THE JUSTICE Department's lengthy investigation of corporate malfeasance in the 2001 collapse of the Enron Corp. surely qualifies as the best current example of a judicial perpetual motion machine.

Yet, in exchange for a reduced sentence, Richard Causey, former chief accounting officer of Enron, has agreed to testify against his former boss, Kenneth Lay, company founder, as well as one-time CEO Jeffrey Skilling.

Causey, charged with fraud, insider trading, lying to auditors, and money laundering in connection with off-the-book transactions that concealed losses and painted a false picture of the company's financial health, also escapes having to go to trial with the two top defendants and thus risking harsher punishment.

Critics say his plea bargain shows that the government is not sure of winning its case, but his testimony, in addition to that of other high-ranking officials, could be damaging to the holdout defendants whose lawyers will have to work overtime to try to impugn his testimony. White-collar defendants often have deep pockets for legal contests of this sort.

Mr. Lay was brought before the court nearly a year and a half ago in handcuffs to face a 65-page, 11-count felony indictment by a federal grand jury in connection with the collapse of the company that fried investors big time, threw thousands of employees out of work, and wiped out the retirement savings of many of them.
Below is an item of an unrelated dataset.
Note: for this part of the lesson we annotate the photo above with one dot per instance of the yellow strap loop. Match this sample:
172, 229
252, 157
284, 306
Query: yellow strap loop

It was a prime example of the cowboy capitalism so beloved by the White House as the answer to all problems, from economic woes to the heartbreak of psoriasis.

George W. Bush, who gave the Kenny Boy nickname to Mr. Lay, let it be known through subordinates that it had been "quite some time" since Mr. Bush and the Enron top banana had spoken. There's a frosty brush-off for you.

Mr. Lay has been employing the "simple barefoot boy from Wall Street" alibi that he didn't know what his clever subordinates had been up to. One of them will be in the dock with him, unless he agrees to turn state's evidence, along with Causey and other top officials who were involved in the Enron bookkeeping scam. The mills of justice, it is said, grind slowly (which is true), but they also grind exceedingly fine.

In any case Mr. Lay will have his day in court to try to make a convincing case that he was simply too dumb to run such a big corporation, and thus should be acquitted.

With Enron officials falling on the swords of the prosecutors right and left, and top officials of the company copping pleas, that might be a tall order for Mr. Lay. The Enron case is an odious example of business racketeering that wrecked the financial security of many faithful employees.

This is one trial that deserves close scrutiny for the light it sheds on corporate moral rot and greed in today's America.